A universal OpenAI-compatible API proxy that bridges standard API requests to multiple backend providers (RunPod, Ollama, OpenAI-compatible APIs, Together AI, etc.). Configure endpoints through a web admin UI and map virtual model names to actual backend models.
Client (OpenAI format) → Serverless Proxy (port 8002) → Configured Backends
- Universal: Connect to any LLM backend (RunPod, Ollama, OpenAI, Together AI, etc.)
- Virtual Models: Map user-facing model names to actual backend models
- Admin UI: Configure endpoints and virtual models via web interface
- Tool-Call Compatibility: Normalize misformatted model tool calls with DB-driven regex patterns
- OpenAI-compatible: Works with any OpenAI client library
This guide walks you through getting the Serverless Proxy up and running in just a few minutes.
Install Docker first if you don't have it:
- Docker Desktop (Windows/Mac): https://www.docker.com/products/docker-desktop
- Docker Engine (Linux): https://docs.docker.com/engine/install/
# Clone the repository
git clone https://github.com/TyRoden/serverless_proxy.git
cd serverless_proxy
# Copy the example environment file
cp .env.example .envOpen the .env file in a text editor and check these settings:
# Required: Set AUTH_ENABLED to false for first-time setup (no auth service needed yet)
AUTH_ENABLED=false
# Optional: If using Ollama locally, it should work out of the box# Build and start the container
docker compose up -d --build
# Verify FastAPI is served via Uvicorn (required for API routes)
docker compose exec serverless-proxy sh -c "ps aux | grep uvicorn" || echo "WARNING: Uvicorn not running.
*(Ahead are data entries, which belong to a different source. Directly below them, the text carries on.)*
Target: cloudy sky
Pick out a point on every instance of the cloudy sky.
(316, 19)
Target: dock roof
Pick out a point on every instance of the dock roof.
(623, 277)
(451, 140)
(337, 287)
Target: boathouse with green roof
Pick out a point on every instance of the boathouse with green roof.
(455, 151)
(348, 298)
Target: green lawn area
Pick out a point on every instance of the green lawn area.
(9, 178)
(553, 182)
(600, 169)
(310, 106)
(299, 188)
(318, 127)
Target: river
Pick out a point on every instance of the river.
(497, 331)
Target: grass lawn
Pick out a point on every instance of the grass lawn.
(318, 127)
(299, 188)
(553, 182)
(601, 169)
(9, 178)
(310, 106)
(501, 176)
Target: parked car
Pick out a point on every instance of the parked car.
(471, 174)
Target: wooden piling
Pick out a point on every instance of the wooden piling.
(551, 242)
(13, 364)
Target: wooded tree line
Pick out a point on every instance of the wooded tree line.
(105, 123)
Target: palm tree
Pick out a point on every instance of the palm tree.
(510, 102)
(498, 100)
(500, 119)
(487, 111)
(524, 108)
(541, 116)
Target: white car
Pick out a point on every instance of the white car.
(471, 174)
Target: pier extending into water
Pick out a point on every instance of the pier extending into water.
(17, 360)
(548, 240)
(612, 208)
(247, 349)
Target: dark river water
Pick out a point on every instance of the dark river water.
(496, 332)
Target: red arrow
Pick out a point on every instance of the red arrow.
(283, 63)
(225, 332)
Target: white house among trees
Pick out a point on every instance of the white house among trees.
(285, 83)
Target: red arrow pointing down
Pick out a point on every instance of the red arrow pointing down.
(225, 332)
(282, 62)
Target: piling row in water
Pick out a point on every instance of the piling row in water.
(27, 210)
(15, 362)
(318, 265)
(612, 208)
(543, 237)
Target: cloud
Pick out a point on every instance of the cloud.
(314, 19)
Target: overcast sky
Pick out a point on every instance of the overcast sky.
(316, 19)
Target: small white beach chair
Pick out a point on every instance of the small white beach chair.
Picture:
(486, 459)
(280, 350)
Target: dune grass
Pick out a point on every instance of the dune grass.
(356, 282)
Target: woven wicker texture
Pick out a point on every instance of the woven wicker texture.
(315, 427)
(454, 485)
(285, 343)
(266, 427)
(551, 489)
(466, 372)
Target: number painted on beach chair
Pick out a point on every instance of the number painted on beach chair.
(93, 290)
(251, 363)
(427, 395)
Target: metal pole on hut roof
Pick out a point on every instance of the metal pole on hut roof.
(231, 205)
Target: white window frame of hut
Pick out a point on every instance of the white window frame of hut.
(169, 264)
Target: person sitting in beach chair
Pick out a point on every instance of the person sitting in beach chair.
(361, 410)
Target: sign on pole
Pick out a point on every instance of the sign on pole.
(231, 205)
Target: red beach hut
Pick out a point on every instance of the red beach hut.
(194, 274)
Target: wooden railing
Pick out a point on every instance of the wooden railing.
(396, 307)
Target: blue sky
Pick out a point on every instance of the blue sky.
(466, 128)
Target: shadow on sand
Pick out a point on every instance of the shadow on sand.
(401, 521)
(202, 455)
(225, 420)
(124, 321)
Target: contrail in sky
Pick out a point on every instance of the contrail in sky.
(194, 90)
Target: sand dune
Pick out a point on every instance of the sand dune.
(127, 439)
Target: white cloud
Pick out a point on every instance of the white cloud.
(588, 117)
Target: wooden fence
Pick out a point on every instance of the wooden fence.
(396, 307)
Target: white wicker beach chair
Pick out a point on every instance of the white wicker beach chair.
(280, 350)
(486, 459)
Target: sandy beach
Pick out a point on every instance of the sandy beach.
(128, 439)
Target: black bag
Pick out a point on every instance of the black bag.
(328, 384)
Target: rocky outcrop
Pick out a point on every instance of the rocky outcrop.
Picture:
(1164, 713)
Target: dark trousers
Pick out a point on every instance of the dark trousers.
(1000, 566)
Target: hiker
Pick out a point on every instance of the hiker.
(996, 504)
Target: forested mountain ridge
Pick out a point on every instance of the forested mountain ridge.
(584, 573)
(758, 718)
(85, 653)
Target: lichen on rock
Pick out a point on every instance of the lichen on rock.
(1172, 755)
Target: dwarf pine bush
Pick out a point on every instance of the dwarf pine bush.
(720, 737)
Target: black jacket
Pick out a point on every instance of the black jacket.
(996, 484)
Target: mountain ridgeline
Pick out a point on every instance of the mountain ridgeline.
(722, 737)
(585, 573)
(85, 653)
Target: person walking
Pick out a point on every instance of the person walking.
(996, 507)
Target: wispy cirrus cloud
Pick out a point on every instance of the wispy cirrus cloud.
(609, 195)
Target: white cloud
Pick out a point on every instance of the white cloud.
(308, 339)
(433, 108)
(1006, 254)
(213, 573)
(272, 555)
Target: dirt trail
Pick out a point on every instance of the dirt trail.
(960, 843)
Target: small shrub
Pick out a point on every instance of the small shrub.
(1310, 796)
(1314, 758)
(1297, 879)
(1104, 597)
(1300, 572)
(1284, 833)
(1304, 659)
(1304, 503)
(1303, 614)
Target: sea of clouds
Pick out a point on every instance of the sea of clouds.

Ensure serverless-proxy service uses 'uvicorn simple_bridge:app' in docker-compose.yml. See docs for details."- Open your browser and go to: http://localhost:5001/proxy-dashboard
- You'll see the admin dashboard (no login needed since AUTH_ENABLED=false)
- Click + Add Endpoint under Endpoints
- Fill in:
- Name: Something like "My Ollama" or "RunPod Production"
- URL: Your backend URL (e.g.,
http://localhost:11434for local Ollama, or your RunPod endpoint URL) - API Key: Your API key if required (leave blank for local Ollama)
- Type: Select the type (
openwebui,openai,ollama,runpod,anthropic,deepinfra, etc.)- Click Save
- Click + Add Virtual Model under Virtual Models
- Fill in:
- Name: What you want to call it (e.g.,
gpt-4,llama-production) - Endpoint: Select the endpoint you just created
- Actual Model: The actual model name on the backend (e.g.,
gpt-4o,llama3:70b) - Click Save
- Name: What you want to call it (e.g.,
Your AI tools can now connect to the proxy:
| Service | URL |
|---|---|
| API Endpoint | http://localhost:8002 |
| Admin UI | http://localhost:5001/proxy-dashboard |
Example - Using with OpenWebUI or any OpenAI-compatible client:
Base URL: http://localhost:8002/v1
API Key: any-key-works (or your endpoint's key)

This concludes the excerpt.